Native heritage was torched while its present-day people remain unhoused, fending for themselves through mutual aid and solidarity.

While there are differences between Katrina and the Maui fire, the negligence and contributing factors to this disaster have similar causes and culprits.

There were no warning sirens enacted by the local government, leaving families to scramble, trapped in the inferno. Many died in cars trying to escape.

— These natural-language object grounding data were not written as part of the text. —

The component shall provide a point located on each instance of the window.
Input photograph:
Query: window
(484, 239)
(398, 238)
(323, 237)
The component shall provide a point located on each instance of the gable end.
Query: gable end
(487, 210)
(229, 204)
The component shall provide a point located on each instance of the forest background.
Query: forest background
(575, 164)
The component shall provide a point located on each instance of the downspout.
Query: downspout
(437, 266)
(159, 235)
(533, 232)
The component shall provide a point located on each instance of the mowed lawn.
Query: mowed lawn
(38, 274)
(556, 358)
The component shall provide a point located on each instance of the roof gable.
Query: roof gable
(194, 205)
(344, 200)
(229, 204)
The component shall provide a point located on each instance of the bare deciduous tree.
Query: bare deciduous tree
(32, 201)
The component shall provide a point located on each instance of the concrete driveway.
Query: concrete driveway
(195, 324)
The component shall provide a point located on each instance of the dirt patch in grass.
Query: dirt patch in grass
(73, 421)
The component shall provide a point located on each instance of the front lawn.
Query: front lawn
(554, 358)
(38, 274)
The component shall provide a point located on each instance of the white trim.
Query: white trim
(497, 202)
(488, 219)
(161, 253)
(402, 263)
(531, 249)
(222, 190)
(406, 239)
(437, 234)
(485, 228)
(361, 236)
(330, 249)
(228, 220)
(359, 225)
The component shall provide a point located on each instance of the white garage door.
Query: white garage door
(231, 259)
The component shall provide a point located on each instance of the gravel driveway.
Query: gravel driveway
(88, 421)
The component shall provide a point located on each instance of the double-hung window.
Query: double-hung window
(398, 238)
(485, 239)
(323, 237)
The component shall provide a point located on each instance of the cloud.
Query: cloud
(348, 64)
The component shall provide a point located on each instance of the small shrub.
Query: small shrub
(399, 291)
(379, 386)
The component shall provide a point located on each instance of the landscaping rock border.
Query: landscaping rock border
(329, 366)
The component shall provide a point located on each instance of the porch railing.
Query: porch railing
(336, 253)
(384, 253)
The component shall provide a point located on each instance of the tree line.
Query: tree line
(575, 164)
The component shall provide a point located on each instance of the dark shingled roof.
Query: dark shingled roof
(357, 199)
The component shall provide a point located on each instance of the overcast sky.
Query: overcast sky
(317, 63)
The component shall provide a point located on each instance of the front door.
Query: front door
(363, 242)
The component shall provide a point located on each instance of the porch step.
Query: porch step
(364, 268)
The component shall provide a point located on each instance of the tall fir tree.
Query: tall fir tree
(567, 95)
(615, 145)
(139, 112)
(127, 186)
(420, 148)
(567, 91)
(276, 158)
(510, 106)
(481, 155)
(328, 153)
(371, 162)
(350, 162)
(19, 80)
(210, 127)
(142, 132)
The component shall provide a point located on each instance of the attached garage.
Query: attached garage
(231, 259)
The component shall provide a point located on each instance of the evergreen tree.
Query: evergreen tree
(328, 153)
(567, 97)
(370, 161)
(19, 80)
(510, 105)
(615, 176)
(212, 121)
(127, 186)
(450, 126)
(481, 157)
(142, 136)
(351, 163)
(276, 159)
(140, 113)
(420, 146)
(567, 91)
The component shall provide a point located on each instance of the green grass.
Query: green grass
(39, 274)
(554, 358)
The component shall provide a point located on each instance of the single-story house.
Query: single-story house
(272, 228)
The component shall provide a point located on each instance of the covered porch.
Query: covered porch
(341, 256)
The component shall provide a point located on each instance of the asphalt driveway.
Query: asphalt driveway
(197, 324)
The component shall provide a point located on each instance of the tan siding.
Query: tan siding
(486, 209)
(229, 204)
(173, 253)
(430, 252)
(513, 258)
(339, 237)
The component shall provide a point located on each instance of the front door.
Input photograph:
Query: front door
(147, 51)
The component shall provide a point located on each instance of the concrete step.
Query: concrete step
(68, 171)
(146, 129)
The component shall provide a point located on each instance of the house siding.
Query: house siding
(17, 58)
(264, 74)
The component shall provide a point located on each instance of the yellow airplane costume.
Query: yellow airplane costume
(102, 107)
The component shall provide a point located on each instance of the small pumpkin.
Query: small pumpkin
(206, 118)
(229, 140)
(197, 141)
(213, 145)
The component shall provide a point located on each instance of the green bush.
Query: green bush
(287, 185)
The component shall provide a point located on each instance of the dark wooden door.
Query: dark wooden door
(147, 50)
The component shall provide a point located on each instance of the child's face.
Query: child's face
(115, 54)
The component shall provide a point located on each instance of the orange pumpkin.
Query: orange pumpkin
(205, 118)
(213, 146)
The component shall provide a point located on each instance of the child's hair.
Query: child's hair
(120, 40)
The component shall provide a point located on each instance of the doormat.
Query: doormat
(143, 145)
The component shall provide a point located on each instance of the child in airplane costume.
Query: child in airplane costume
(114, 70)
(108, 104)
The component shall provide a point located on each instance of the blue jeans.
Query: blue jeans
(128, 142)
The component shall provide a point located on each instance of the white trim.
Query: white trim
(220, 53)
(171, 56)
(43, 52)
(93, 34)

Just as New Orleans levees went unrepaired, there is mounting evidence pointing to the Hawaiian Electric Company, which failed to properly shut off the electricity. Today there are nine different lawsuits aimed at holding the electric company accountable. 

Like the irony of Louisiana National Guard members who returned to no homes, it is unnerving that there was no action by the U.S. military to counter the fires in Hawai’i’.  

Hawai’i’ is the headquarters of the U.S. Indo-Pacific Command. While trillion-dollar warships, aircraft carriers, and submarines are dispatched to the South China Sea to threaten the people of China, no one from the U.S. military base was rushed to the dreadful scene to save the people of Maui.

Almost simultaneously, President Biden met at Camp David, Maryland’s presidential retreat, with Japanese and South Korean leaders to escalate threats against both China and the Democratic People’s Republic of Korea (North Korea). 

While $200 million in additional military aid to the U.S./NATO proxy war in Ukraine was announced, the Federal Emergency Management Agency (FEMA) plans to pay out a measly $700 per Lāhainā household.

The latest threat is from profit-mad developers who seek to permanently displace the working class and Indigenous people who lived on the land. The story is the same whether it is New Orleans or Puerto Rico — capitalists, land-grabbers, profit while people die and suffer. 

Resistance will be crucial.  

It’s high time to change our language. There is nothing natural about what happened in New Orleans, Maui, Puerto Rico, or in many other places – far too many to enumerate in a short article. 

Global capitalism, its systemic climate crisis, imperialist war and occupation, white supremacy and colonialism, and the refusal to plan or prevent the loss of life and horrific suffering that follows, is not natural — it is murder by a ruthless system that not only has a name, capitalism, but also faces: the capitalist ruling class.

This writer traveled to New Orleans following Hurricane Katrina to participate in protests demanding justice for the Ninth Ward, witnessing much of the destruction following the storm.